Here's how the day-to-day is breaking down so far:

Monday the 25th is expected to run head high to a couple feet overhead at west facing breaks.

Tuesday the 26th looks about head high at west facing breaks with pluses at times at standouts.

Wednesday the 27th looks about chest to head high at west facing breaks.

Thursday the 28th looks about head high to slightly overhead at west facing breaks.

Friday the 29th is expected to run chest high at west facing breaks and waist to chest at south facing spots.

Saturday the 30th looks about chest high at south facing breaks and waist high at west facing spots.

Sunday the 31st looks about waist to chest high at south facing breaks and waist high at west facing spots.

Monday the 1st, so far, looks about waist high everywhere.

Tuesday the 2nd, so far, looks about waist high everywhere.

Weather Outlook

Moderate high pressure over the region peaks Monday with beaches reaching the low 60s today, then mid 60s Monday, both days with fairly clear skies. Tuesday will likely cool a tad to the low 60s with increasing clouds as a storm approaches the region.

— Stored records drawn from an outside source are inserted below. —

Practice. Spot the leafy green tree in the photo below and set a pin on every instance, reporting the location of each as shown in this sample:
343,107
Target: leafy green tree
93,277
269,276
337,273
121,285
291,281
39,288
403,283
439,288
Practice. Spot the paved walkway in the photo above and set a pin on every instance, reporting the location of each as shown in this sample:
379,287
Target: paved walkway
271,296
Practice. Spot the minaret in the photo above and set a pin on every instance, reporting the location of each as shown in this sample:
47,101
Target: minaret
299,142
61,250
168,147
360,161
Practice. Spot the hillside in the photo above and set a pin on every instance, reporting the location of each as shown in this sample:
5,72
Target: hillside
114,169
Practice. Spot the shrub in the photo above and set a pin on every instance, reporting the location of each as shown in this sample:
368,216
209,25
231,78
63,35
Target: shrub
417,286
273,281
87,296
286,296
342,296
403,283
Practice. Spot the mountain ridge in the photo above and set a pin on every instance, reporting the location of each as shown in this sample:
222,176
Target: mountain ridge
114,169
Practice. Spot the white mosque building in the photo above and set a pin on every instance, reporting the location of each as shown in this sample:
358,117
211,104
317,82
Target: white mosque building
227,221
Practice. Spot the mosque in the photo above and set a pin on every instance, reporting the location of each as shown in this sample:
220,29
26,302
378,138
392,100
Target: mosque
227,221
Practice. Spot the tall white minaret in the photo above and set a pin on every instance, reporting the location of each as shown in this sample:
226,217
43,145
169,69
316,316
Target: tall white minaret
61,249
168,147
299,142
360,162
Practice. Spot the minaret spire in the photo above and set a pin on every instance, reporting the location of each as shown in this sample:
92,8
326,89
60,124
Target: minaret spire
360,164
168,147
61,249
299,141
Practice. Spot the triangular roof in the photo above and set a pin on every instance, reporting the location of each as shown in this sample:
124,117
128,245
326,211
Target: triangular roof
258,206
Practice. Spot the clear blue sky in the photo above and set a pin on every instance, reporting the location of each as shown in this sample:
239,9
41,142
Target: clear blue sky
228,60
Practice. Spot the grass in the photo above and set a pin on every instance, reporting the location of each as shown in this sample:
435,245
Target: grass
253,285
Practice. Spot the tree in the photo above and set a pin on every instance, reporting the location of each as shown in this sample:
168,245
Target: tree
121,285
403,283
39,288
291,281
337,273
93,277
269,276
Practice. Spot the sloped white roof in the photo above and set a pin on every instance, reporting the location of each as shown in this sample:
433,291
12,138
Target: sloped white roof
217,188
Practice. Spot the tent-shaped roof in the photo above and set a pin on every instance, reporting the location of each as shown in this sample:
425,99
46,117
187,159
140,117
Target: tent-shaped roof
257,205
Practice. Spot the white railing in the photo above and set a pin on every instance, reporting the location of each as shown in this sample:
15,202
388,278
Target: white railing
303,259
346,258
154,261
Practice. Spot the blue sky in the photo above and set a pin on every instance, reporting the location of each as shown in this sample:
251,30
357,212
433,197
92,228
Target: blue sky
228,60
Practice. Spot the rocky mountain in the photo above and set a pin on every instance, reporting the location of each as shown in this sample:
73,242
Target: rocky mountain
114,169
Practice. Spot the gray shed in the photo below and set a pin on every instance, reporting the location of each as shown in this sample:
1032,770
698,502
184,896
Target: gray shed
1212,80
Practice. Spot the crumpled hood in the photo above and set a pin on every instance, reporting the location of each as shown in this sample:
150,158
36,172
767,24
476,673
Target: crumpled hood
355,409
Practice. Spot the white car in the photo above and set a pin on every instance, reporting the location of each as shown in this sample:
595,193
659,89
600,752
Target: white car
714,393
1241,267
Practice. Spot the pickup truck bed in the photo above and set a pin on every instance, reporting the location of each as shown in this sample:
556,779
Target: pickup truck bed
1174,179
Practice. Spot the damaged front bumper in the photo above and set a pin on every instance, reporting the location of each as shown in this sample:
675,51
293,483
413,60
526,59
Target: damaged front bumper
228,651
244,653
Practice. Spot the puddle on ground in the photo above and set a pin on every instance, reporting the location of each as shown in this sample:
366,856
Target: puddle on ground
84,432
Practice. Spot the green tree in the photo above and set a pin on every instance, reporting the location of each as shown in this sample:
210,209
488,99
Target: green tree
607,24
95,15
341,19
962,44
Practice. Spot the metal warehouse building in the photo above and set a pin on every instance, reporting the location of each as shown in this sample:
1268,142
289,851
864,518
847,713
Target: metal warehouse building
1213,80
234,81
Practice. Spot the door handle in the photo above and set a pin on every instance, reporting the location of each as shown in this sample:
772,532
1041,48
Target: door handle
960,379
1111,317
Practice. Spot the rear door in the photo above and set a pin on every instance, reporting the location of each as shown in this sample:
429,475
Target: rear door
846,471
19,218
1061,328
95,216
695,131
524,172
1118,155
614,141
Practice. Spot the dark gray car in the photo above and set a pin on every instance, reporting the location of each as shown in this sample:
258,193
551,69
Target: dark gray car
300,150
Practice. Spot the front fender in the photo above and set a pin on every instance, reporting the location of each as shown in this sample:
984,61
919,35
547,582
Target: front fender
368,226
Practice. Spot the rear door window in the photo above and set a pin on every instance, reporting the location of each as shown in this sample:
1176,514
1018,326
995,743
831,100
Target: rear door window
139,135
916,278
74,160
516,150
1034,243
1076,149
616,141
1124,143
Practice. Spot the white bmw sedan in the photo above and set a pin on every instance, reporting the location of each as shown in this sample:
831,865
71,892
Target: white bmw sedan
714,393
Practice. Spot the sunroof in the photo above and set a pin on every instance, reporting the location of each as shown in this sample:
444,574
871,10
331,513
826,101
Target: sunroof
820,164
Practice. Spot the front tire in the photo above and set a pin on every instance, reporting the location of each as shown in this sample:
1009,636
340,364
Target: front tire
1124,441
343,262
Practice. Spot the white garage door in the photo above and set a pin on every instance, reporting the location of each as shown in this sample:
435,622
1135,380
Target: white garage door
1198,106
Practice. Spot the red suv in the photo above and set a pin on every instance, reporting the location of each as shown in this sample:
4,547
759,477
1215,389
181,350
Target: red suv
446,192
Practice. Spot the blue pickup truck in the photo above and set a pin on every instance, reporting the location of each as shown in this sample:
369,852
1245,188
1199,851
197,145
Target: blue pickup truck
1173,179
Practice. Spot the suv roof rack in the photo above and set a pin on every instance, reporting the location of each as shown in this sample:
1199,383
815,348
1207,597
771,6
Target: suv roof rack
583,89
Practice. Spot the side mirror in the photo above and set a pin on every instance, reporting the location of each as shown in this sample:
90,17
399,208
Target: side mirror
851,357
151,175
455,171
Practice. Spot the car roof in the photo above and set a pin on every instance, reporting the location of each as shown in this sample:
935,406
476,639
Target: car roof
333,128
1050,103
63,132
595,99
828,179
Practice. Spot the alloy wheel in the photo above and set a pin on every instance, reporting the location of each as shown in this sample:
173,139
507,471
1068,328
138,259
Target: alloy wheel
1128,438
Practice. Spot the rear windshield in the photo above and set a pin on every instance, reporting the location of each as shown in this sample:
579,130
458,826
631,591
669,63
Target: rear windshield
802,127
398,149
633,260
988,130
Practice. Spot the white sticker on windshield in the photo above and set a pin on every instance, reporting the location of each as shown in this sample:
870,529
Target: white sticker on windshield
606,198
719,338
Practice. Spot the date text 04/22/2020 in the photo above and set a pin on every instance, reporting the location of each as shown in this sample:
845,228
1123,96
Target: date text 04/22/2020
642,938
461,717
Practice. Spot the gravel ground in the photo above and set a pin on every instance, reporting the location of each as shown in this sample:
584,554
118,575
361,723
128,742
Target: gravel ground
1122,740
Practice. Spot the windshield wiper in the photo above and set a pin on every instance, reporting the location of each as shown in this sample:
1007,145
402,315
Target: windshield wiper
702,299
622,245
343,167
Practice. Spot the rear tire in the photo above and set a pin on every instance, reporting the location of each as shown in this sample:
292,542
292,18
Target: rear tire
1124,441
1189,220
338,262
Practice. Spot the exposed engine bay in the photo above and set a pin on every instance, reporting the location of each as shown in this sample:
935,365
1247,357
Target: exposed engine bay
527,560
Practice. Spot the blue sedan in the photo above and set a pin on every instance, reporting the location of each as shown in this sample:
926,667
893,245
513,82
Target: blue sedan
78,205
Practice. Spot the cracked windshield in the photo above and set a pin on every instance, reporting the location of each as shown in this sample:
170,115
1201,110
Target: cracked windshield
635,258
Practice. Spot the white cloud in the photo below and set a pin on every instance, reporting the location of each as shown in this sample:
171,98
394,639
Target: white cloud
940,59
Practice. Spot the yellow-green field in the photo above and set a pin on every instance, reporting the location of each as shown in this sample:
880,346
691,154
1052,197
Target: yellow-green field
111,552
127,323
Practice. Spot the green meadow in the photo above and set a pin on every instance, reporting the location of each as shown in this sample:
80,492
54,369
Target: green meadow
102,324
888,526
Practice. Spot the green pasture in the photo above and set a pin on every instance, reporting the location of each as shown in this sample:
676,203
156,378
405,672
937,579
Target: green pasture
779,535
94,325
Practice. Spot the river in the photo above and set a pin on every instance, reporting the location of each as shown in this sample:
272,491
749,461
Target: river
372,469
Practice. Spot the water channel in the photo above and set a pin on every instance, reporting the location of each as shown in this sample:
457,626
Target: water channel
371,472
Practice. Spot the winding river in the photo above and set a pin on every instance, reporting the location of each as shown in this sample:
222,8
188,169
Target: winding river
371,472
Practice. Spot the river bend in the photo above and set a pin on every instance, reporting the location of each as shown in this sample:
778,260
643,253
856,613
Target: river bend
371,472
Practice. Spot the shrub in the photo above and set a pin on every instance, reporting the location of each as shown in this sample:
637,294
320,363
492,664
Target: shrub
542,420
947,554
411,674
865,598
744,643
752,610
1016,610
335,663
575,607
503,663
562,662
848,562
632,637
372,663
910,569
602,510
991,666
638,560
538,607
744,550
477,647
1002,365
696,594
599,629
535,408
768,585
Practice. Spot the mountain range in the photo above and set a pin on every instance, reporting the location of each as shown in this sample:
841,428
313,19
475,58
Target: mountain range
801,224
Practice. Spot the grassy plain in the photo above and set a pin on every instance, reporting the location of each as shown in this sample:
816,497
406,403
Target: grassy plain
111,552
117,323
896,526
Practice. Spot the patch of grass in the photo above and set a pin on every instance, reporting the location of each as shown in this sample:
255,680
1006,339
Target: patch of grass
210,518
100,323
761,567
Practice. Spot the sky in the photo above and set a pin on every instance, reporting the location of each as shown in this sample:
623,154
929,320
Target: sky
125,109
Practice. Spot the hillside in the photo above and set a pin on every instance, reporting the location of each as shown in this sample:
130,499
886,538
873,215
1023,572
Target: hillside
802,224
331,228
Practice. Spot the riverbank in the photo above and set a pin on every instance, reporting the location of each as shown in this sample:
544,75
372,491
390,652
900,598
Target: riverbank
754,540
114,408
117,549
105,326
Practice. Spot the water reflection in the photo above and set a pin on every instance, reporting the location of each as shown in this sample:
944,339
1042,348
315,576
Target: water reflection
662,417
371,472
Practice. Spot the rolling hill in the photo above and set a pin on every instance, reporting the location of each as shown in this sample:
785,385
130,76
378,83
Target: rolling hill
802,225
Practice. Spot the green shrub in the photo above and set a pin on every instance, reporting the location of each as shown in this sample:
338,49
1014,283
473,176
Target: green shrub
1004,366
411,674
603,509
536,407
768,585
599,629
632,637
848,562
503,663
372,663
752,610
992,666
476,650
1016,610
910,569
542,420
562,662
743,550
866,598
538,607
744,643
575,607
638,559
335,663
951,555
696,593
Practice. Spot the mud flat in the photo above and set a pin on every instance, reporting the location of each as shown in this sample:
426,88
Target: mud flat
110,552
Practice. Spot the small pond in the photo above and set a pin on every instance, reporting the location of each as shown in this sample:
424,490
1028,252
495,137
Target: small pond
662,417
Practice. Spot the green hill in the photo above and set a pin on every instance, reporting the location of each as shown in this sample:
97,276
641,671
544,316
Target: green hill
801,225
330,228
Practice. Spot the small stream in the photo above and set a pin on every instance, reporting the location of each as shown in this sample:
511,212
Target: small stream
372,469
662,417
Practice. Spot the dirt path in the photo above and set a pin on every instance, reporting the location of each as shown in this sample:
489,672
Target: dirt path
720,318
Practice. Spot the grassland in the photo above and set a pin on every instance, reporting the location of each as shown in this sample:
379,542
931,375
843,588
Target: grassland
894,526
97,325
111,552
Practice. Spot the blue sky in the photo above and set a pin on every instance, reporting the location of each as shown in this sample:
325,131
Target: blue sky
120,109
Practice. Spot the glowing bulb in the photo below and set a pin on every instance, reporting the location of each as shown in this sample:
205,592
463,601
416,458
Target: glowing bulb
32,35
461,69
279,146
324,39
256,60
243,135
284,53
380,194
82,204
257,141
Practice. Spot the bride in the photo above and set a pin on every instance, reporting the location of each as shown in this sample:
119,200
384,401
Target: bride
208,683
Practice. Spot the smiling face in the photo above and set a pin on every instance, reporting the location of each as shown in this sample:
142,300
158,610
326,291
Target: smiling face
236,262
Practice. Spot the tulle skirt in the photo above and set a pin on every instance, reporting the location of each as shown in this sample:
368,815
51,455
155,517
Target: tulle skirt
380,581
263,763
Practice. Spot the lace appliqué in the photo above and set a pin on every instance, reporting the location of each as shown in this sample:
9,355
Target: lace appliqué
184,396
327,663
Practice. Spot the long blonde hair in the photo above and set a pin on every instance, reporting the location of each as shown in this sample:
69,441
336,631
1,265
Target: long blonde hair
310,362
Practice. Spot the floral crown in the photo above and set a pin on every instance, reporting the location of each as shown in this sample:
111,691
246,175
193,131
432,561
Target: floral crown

Wednesday has a decent chance of seeing light rain, with most models in agreement this morning. Rain amounts look light, trace to 0.1" max for most coastal areas, with a tad more around parts of SB and also around the Palos Verdes Peninsula south into northern OC. Beach max temps should stay in the low 60s.

Thursday should be clear and sunny with beach max temps in the low to mid 60s. Friday into the weekend could then see a slight warming trend as weak to moderate high pressure builds into the area.

Wind Outlook

Winds at 6:00 AM were trending lightly offshore in most spots 3-7 mph. Afternoon onshores are expected to remain light in the 7-11 mph range. Monday and Tuesday look similar. Wednesday is likely to see onshores pick up early to 10 mph with afternoon onshores reaching 15-20 mph. Thursday looks similar. Friday should see lighter winds with light early AM offshores 4-8 mph and afternoon onshores 8-12 mph.

Until my next report (Tuesday), take care, be safe, and smile in the lineup!